The real flashpoint issue in the film, of course, could have been abortion. Here Cody’s politics (presumably pro-choice) are at odds with her plot needs (a birth) and, who knows, maybe commercial dictates, too, if studios worry about antagonizing the evangelical audience. It’s a tension the screenplay finesses deftly, undercutting both pro-life and pro-choice purism. Pregnant Juno at first reflexively embraces abortion as the obvious option, and her best friend is at the ready with phone numbers; she’s helped other classmates through this. But just when pro-lifers might be about to denounce this display of secular humanist decadence, Juno stomps out of the clinic, unable to go through with it.

She isn’t moved by thoughts of the embryo’s hallowed rights, however, but by a sense of her own autonomy. And for her, that doesn’t mean a right to privacy, or to protect her body (“a fat suit I can’t take off,” she calls it at one point). Juno is driven by the chance to make her own unconventional choice. Parental notification doesn’t quite follow the liberal or conservative scripts, either: Juno confides in her father and stepmother, initially portrayed as stock down-home folks who are completely surprised, not least to find themselves asking her if she’s “considered, you know, the alternative”—not that they’d presume to pressure her. These are neither old-style authoritarians nor enlightened empathizers. They emerge as people who respect, and would do anything to support, their independent-minded kid.

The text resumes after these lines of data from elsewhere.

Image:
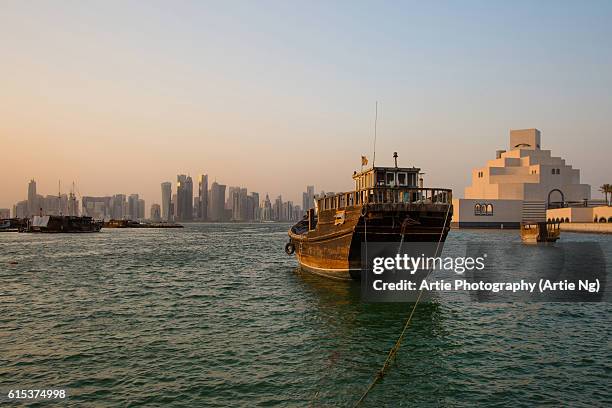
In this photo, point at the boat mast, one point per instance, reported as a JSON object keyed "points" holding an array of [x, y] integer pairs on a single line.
{"points": [[375, 125]]}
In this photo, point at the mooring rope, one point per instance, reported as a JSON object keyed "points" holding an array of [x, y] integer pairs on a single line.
{"points": [[393, 352]]}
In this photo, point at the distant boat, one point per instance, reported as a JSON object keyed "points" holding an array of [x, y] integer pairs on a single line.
{"points": [[62, 224], [389, 204], [539, 232]]}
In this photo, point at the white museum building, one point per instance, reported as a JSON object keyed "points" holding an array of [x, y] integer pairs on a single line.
{"points": [[520, 184]]}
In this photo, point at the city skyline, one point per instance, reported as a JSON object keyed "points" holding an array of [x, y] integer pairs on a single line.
{"points": [[182, 205], [116, 96]]}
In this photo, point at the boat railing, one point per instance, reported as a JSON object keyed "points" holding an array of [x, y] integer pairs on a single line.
{"points": [[387, 195]]}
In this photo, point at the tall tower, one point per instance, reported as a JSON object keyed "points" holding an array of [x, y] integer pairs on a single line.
{"points": [[166, 201], [217, 202], [32, 198], [184, 198], [203, 194]]}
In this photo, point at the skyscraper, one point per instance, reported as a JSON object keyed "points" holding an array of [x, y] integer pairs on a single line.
{"points": [[203, 194], [308, 198], [184, 198], [32, 199], [155, 213], [133, 207], [217, 202], [166, 201]]}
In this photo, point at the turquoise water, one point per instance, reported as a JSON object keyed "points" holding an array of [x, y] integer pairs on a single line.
{"points": [[218, 315]]}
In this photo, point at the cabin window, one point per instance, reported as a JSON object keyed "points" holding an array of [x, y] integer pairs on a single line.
{"points": [[401, 179], [413, 179]]}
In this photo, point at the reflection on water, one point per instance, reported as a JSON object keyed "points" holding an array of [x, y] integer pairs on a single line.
{"points": [[218, 315]]}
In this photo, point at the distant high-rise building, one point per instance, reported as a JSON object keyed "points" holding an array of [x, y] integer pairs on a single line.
{"points": [[118, 206], [216, 203], [254, 206], [308, 198], [141, 209], [184, 198], [166, 201], [155, 213], [203, 195], [98, 208], [239, 204], [196, 208], [277, 209], [33, 205], [21, 210], [133, 207], [266, 210], [229, 203]]}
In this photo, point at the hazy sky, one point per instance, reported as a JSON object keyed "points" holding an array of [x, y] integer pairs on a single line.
{"points": [[120, 96]]}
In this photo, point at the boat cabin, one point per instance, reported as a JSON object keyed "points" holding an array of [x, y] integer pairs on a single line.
{"points": [[385, 185], [387, 177]]}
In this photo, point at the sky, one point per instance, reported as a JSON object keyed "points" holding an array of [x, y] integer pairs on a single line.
{"points": [[119, 96]]}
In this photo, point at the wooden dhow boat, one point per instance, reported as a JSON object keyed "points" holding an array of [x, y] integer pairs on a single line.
{"points": [[540, 232], [389, 204]]}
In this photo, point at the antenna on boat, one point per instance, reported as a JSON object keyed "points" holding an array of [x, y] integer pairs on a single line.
{"points": [[59, 197], [375, 125]]}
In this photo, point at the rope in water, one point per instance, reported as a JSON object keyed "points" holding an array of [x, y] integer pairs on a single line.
{"points": [[393, 352]]}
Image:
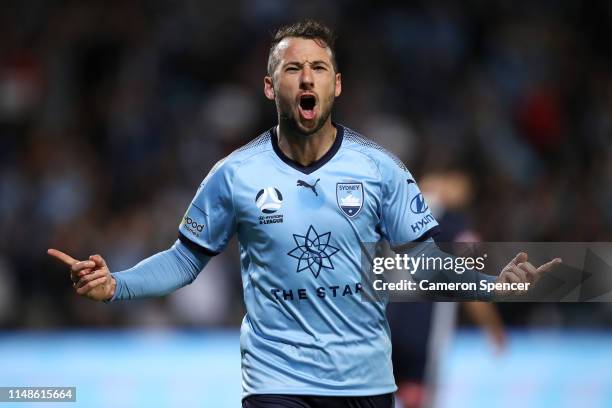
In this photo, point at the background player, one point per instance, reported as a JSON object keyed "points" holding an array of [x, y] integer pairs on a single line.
{"points": [[300, 315]]}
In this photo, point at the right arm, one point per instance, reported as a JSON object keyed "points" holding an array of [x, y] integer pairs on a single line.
{"points": [[160, 274], [157, 275], [204, 231]]}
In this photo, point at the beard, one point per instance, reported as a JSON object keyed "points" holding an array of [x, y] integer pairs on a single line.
{"points": [[291, 122]]}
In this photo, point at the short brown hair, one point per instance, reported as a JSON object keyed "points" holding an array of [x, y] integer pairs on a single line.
{"points": [[310, 29]]}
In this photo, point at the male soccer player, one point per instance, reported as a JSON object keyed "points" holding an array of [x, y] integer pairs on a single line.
{"points": [[300, 197]]}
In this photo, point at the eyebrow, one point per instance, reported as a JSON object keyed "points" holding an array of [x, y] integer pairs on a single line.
{"points": [[299, 64]]}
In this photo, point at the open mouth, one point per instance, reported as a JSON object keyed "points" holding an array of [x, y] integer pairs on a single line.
{"points": [[307, 106]]}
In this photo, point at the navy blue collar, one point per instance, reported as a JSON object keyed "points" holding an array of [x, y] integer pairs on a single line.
{"points": [[315, 165]]}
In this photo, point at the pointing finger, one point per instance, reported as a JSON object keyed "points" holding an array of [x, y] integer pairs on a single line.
{"points": [[98, 260], [59, 255], [519, 258], [78, 266], [90, 277], [549, 265]]}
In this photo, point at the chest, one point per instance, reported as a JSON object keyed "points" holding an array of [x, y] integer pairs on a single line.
{"points": [[279, 204]]}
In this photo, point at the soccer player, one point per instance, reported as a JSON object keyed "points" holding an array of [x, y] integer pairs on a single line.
{"points": [[300, 197]]}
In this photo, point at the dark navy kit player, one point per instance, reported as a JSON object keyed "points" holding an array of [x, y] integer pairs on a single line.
{"points": [[300, 198]]}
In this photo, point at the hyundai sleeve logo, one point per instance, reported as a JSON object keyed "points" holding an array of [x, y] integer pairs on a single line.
{"points": [[418, 204]]}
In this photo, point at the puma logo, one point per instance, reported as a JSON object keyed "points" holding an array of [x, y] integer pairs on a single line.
{"points": [[313, 187]]}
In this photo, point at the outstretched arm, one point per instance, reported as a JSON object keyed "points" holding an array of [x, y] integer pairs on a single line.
{"points": [[157, 275]]}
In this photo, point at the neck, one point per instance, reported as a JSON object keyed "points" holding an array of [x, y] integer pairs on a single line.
{"points": [[306, 149]]}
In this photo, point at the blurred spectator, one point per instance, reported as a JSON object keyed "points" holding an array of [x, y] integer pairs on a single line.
{"points": [[112, 113]]}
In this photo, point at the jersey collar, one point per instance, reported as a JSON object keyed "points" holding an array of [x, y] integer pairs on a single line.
{"points": [[315, 165]]}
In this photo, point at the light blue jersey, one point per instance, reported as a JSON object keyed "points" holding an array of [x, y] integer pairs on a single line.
{"points": [[306, 330]]}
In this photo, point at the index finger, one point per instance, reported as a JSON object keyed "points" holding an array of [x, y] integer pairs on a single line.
{"points": [[65, 258], [548, 266]]}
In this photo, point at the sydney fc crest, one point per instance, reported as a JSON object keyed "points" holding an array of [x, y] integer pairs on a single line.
{"points": [[350, 198]]}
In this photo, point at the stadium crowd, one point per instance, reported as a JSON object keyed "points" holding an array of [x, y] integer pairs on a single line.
{"points": [[111, 114]]}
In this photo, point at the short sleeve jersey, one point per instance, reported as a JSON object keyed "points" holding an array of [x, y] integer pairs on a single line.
{"points": [[306, 328]]}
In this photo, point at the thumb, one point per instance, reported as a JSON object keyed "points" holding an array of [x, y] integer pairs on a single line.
{"points": [[100, 262], [519, 258]]}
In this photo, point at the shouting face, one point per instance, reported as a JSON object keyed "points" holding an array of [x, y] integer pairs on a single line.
{"points": [[303, 84]]}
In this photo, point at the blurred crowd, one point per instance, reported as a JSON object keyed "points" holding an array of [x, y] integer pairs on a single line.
{"points": [[112, 112]]}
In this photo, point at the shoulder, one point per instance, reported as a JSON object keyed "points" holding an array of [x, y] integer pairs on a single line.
{"points": [[382, 158], [227, 166]]}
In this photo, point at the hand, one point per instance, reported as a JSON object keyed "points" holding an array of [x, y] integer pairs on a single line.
{"points": [[519, 270], [90, 278]]}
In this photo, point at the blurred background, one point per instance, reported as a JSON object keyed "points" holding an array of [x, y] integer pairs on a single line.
{"points": [[112, 112]]}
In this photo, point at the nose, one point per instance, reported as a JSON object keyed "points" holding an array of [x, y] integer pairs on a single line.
{"points": [[306, 79]]}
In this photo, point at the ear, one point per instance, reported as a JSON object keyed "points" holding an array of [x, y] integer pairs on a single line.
{"points": [[338, 90], [269, 88]]}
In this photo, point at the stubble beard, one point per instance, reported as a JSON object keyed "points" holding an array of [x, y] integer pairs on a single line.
{"points": [[290, 122]]}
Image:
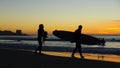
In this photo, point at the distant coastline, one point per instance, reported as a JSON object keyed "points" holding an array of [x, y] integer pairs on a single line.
{"points": [[8, 32]]}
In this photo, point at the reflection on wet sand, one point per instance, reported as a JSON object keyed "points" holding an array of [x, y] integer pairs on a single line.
{"points": [[101, 57]]}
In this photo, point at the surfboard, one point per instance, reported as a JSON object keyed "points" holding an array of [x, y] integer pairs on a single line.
{"points": [[69, 36]]}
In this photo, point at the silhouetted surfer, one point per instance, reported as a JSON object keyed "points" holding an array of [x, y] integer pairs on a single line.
{"points": [[41, 37], [78, 41]]}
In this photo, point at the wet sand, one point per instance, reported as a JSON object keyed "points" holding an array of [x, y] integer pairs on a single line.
{"points": [[11, 58], [93, 56]]}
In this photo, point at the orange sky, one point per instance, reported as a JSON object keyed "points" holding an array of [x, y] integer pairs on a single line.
{"points": [[98, 17]]}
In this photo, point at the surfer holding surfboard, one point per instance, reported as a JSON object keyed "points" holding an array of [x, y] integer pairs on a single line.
{"points": [[41, 37], [77, 35]]}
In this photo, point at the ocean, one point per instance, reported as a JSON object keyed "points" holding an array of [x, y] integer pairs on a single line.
{"points": [[112, 45]]}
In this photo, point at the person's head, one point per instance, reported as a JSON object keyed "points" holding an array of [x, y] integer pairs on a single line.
{"points": [[41, 26], [80, 27]]}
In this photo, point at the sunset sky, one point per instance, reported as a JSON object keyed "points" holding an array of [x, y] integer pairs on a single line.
{"points": [[96, 16]]}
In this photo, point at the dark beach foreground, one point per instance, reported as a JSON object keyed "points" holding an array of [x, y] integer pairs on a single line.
{"points": [[11, 58]]}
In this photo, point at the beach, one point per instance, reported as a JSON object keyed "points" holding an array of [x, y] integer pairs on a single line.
{"points": [[12, 58]]}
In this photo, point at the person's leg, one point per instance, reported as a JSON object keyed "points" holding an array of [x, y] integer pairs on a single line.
{"points": [[80, 51], [74, 50], [40, 47]]}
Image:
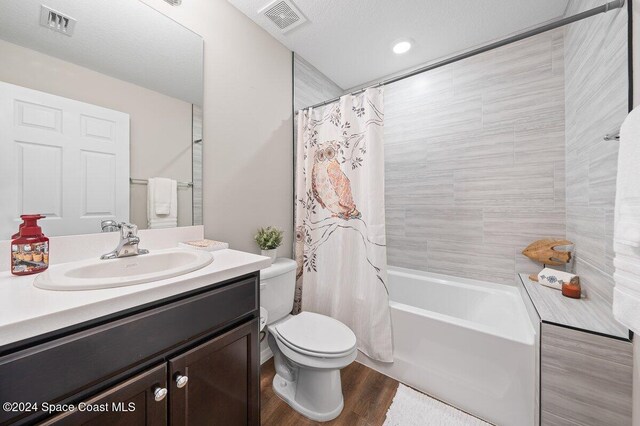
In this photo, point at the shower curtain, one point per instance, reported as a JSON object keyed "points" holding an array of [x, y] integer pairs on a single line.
{"points": [[340, 230]]}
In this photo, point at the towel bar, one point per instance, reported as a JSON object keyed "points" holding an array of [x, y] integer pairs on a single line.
{"points": [[145, 181], [612, 137]]}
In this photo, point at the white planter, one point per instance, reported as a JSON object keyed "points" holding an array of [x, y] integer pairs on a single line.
{"points": [[270, 253]]}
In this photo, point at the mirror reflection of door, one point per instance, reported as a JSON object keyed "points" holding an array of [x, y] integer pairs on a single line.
{"points": [[68, 160], [153, 78]]}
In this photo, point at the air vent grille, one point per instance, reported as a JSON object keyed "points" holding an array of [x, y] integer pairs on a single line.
{"points": [[284, 14], [56, 21]]}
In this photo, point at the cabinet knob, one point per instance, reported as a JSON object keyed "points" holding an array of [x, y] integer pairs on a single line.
{"points": [[181, 381], [159, 393]]}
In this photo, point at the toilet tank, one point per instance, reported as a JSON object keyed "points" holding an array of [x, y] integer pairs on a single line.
{"points": [[277, 287]]}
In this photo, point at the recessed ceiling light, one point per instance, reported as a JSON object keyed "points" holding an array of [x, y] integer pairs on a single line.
{"points": [[401, 46]]}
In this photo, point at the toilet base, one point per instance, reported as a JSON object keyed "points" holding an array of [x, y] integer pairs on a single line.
{"points": [[286, 390]]}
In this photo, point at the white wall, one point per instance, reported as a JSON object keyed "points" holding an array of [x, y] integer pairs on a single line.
{"points": [[248, 149], [636, 102], [159, 146]]}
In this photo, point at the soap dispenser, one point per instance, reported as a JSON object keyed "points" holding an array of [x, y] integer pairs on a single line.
{"points": [[30, 250], [17, 234]]}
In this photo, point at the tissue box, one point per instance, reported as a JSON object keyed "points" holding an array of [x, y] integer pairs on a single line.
{"points": [[206, 245], [553, 278]]}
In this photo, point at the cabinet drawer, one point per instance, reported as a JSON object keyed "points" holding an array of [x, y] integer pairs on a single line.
{"points": [[60, 368]]}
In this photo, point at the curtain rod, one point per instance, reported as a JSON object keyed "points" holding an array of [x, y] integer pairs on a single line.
{"points": [[615, 4]]}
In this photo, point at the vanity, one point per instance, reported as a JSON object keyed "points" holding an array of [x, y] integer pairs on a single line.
{"points": [[181, 350]]}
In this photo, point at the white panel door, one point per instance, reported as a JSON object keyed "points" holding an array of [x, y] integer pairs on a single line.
{"points": [[65, 159]]}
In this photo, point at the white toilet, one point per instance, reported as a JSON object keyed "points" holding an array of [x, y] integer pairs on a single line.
{"points": [[309, 349]]}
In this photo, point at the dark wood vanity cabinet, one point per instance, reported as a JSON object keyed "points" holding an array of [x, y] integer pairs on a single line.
{"points": [[192, 359], [132, 402], [223, 381]]}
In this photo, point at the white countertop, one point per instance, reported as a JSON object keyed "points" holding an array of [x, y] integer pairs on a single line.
{"points": [[27, 311]]}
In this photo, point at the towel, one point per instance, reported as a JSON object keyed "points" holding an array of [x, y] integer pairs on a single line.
{"points": [[162, 203], [626, 242], [162, 193]]}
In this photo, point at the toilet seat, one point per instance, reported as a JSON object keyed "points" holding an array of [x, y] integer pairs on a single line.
{"points": [[316, 335]]}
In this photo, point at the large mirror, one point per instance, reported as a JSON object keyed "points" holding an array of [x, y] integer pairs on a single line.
{"points": [[96, 99]]}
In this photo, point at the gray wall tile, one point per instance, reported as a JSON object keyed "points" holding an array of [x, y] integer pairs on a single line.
{"points": [[595, 66], [475, 161]]}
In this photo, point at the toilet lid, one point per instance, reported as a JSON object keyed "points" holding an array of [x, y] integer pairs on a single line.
{"points": [[317, 333]]}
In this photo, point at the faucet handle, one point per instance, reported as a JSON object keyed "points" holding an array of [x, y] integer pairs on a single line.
{"points": [[109, 226]]}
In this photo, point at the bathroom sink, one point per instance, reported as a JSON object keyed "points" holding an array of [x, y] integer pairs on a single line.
{"points": [[96, 274]]}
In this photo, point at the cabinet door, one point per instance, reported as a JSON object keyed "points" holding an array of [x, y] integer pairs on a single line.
{"points": [[131, 403], [223, 381]]}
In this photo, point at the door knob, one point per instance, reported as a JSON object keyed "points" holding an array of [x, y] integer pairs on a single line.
{"points": [[181, 381], [159, 393]]}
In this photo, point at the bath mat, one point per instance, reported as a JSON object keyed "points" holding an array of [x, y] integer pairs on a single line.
{"points": [[412, 408]]}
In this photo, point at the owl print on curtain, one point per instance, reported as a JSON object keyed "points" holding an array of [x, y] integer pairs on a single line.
{"points": [[340, 231], [331, 187]]}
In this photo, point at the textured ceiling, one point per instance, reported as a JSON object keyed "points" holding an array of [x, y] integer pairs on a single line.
{"points": [[350, 40], [125, 39]]}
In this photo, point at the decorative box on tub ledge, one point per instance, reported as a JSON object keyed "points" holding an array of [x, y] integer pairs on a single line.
{"points": [[586, 359]]}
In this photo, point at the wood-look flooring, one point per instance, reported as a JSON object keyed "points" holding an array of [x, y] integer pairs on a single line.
{"points": [[367, 397]]}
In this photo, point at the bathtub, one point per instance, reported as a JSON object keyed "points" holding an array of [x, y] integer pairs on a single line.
{"points": [[468, 343]]}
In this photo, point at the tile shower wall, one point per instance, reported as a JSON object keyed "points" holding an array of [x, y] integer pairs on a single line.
{"points": [[596, 104], [310, 85], [475, 161]]}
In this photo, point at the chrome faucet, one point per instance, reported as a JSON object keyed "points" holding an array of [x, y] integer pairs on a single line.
{"points": [[128, 245], [109, 226]]}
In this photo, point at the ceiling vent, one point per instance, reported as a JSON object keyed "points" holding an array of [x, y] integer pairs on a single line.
{"points": [[56, 21], [284, 14]]}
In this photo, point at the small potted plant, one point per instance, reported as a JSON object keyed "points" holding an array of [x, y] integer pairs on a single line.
{"points": [[269, 239]]}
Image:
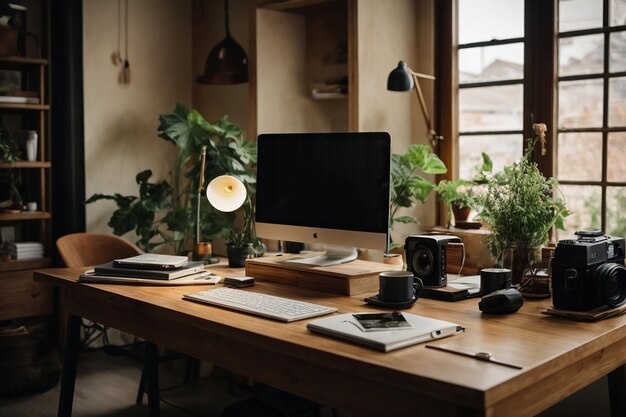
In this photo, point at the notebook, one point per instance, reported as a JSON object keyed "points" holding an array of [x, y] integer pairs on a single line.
{"points": [[201, 278], [346, 327], [152, 261], [110, 269]]}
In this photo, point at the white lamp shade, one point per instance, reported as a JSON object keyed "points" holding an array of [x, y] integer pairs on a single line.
{"points": [[226, 193]]}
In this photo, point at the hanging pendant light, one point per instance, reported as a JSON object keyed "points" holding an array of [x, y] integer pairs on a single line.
{"points": [[227, 62]]}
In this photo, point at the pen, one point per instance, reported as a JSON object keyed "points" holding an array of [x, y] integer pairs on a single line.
{"points": [[481, 356]]}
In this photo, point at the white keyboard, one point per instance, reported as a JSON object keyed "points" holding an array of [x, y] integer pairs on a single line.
{"points": [[278, 308]]}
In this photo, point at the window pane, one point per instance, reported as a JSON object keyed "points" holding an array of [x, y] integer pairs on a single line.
{"points": [[579, 14], [580, 156], [617, 53], [491, 108], [491, 63], [617, 102], [585, 204], [581, 55], [618, 12], [580, 103], [484, 20], [616, 155], [502, 149], [615, 214]]}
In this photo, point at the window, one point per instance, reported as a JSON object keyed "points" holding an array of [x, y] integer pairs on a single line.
{"points": [[491, 76], [591, 112], [512, 69]]}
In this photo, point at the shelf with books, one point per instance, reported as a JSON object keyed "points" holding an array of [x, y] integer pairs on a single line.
{"points": [[24, 182], [25, 164]]}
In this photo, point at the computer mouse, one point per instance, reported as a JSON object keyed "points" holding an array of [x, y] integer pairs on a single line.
{"points": [[504, 301]]}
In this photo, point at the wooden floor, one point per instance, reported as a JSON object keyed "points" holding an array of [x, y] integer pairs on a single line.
{"points": [[106, 386]]}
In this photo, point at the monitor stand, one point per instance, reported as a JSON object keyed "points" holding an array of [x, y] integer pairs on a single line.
{"points": [[334, 255]]}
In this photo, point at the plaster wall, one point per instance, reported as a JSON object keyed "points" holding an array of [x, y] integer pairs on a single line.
{"points": [[387, 35], [121, 119]]}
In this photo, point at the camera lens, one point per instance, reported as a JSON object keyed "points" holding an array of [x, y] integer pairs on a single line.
{"points": [[611, 283], [423, 261]]}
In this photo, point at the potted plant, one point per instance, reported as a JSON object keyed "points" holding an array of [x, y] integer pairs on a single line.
{"points": [[520, 208], [407, 184], [458, 195], [165, 211]]}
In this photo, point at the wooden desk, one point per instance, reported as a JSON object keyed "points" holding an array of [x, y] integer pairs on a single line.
{"points": [[558, 356]]}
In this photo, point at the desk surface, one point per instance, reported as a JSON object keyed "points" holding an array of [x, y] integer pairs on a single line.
{"points": [[558, 356]]}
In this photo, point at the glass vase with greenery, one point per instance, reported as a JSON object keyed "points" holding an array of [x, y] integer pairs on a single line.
{"points": [[520, 207], [165, 211]]}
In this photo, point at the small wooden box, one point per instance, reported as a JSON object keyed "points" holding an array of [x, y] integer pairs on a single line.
{"points": [[351, 278]]}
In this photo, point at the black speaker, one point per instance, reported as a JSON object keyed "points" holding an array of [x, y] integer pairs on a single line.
{"points": [[426, 258]]}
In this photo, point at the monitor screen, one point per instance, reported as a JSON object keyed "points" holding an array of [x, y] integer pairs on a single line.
{"points": [[330, 188]]}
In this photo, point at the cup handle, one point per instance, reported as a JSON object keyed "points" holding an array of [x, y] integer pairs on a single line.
{"points": [[417, 286]]}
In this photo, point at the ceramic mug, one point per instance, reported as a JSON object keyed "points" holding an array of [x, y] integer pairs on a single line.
{"points": [[493, 279], [398, 286]]}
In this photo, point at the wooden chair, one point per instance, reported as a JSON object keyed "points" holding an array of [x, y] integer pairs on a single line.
{"points": [[90, 249]]}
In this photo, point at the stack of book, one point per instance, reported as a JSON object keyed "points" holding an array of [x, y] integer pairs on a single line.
{"points": [[154, 269], [24, 250]]}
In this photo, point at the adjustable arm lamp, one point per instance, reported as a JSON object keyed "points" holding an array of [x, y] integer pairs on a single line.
{"points": [[403, 78]]}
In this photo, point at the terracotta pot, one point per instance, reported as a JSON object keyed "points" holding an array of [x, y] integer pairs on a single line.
{"points": [[460, 214]]}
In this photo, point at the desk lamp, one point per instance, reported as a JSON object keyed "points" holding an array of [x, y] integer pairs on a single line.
{"points": [[226, 193], [403, 78]]}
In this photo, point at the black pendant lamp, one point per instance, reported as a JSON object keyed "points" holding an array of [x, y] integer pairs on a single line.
{"points": [[227, 62]]}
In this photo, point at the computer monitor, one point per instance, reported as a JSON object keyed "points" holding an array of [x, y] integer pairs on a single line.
{"points": [[329, 188]]}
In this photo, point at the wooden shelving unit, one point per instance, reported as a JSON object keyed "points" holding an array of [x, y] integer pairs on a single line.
{"points": [[20, 296]]}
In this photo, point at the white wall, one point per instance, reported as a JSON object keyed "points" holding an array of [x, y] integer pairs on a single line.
{"points": [[121, 119]]}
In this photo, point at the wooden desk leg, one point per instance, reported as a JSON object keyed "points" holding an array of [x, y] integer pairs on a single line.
{"points": [[617, 391], [152, 369], [70, 358]]}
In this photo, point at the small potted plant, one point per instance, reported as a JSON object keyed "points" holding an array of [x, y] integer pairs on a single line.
{"points": [[407, 184], [458, 197]]}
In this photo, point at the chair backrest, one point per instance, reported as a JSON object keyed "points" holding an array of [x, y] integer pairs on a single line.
{"points": [[89, 249]]}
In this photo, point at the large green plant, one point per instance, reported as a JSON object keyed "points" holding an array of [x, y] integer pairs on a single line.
{"points": [[165, 212], [408, 186]]}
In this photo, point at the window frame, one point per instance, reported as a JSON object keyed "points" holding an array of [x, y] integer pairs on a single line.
{"points": [[540, 84]]}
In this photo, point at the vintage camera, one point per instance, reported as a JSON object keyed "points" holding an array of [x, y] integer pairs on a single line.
{"points": [[588, 272], [426, 258]]}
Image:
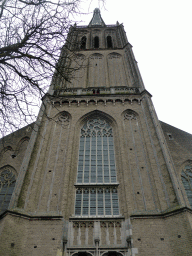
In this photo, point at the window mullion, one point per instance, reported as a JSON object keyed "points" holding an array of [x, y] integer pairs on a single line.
{"points": [[104, 210], [111, 191], [90, 160], [96, 203], [96, 159], [84, 160], [102, 156], [82, 202], [109, 160]]}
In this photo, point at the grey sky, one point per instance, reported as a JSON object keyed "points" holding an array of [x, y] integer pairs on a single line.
{"points": [[161, 35]]}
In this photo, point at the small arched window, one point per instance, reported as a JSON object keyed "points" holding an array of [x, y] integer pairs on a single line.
{"points": [[7, 184], [83, 43], [96, 42], [186, 177], [109, 42]]}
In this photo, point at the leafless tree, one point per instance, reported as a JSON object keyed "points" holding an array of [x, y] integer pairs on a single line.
{"points": [[32, 33]]}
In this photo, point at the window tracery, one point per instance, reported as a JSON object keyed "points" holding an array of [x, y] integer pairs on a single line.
{"points": [[96, 187]]}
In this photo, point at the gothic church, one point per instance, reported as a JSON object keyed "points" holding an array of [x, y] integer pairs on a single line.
{"points": [[102, 176]]}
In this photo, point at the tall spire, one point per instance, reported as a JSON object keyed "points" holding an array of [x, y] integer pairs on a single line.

Here Juno moves into the realm of marriage and childrearing, by way of the vexed terrain of assisted reproduction in its most traditional form, adoption. When Juno finds the perfect yuppie adoptive couple for her unborn baby—fussy Vanessa and mellow Mark—the film gets to address a bundle of politically charged questions: class mores, parenting styles, gender relations, and family structure. On every count, Juno skewers the assumptions of ideologues on both sides. She refuses to be either an exploited female at the service of the affluent, or a sacrificial vessel of life. She counters Vanessa’s materialist and hyper-maternalist solicitude with her own hard-boiled attitude; appalled by the notion of open adoption (or compensation), she tells the couple she’d love to give over the kid immediately, but figures it needs more “cooking” until it gets cuter. And she quickly starts bonding with the laid-back husband, who is still nursing rock band dreams, where the uptight wife, worrying over the color palette for the nursery, turns her off.

Juno has a fun-loving adolescent’s enthusiasm for the prospect of what sounds like a permissive family with a cool dad—until Mark suddenly upsets that ideal vision of the future. He—spoiler alert—stages a display of just the kind of egotistical guy regression that regularly induces female groans on the right and left, and that Slate’sMeghan O’Rourke recently examined in this piece about Knocked Up.(Suffice it to say, Vanessa finds herself stranded.) Stunned, Juno is suddenly furious at the infantile male and frantic that what she calls “the big-ass bump” end up in a family “not shitty and broken like everyone else’s.”

But Juno doesn’t end there. Another twist, and the film closes with a celebration of single parenthood—anathema to family traditionalists. Yet Juno, in deciding to hand her baby over to a now-solo Vanessa, doesn’t endorse the dour, who-needs-men-when-we-can-go-it-alone ethos of progressives who defend “permeable” arrangements, either. A great comic scene in a bustling mall has convinced Juno—and us in the audience—that Vanessa isn’t actually a vain control freak whose life plan won’t be complete without a perfect little appurtenance. Juno has stumbled on a woman who actually finds kids, of all things, fun and lovable. That is a figure whom both liberals and conservatives often seem to have forgotten, or lost faith in, as they endlessly lament the embattled family. If sharp-eyed girls can spot her in the fraught landscape, though, there’s reason to hope the culture wars will wane and the American family, in its many forms, won’t.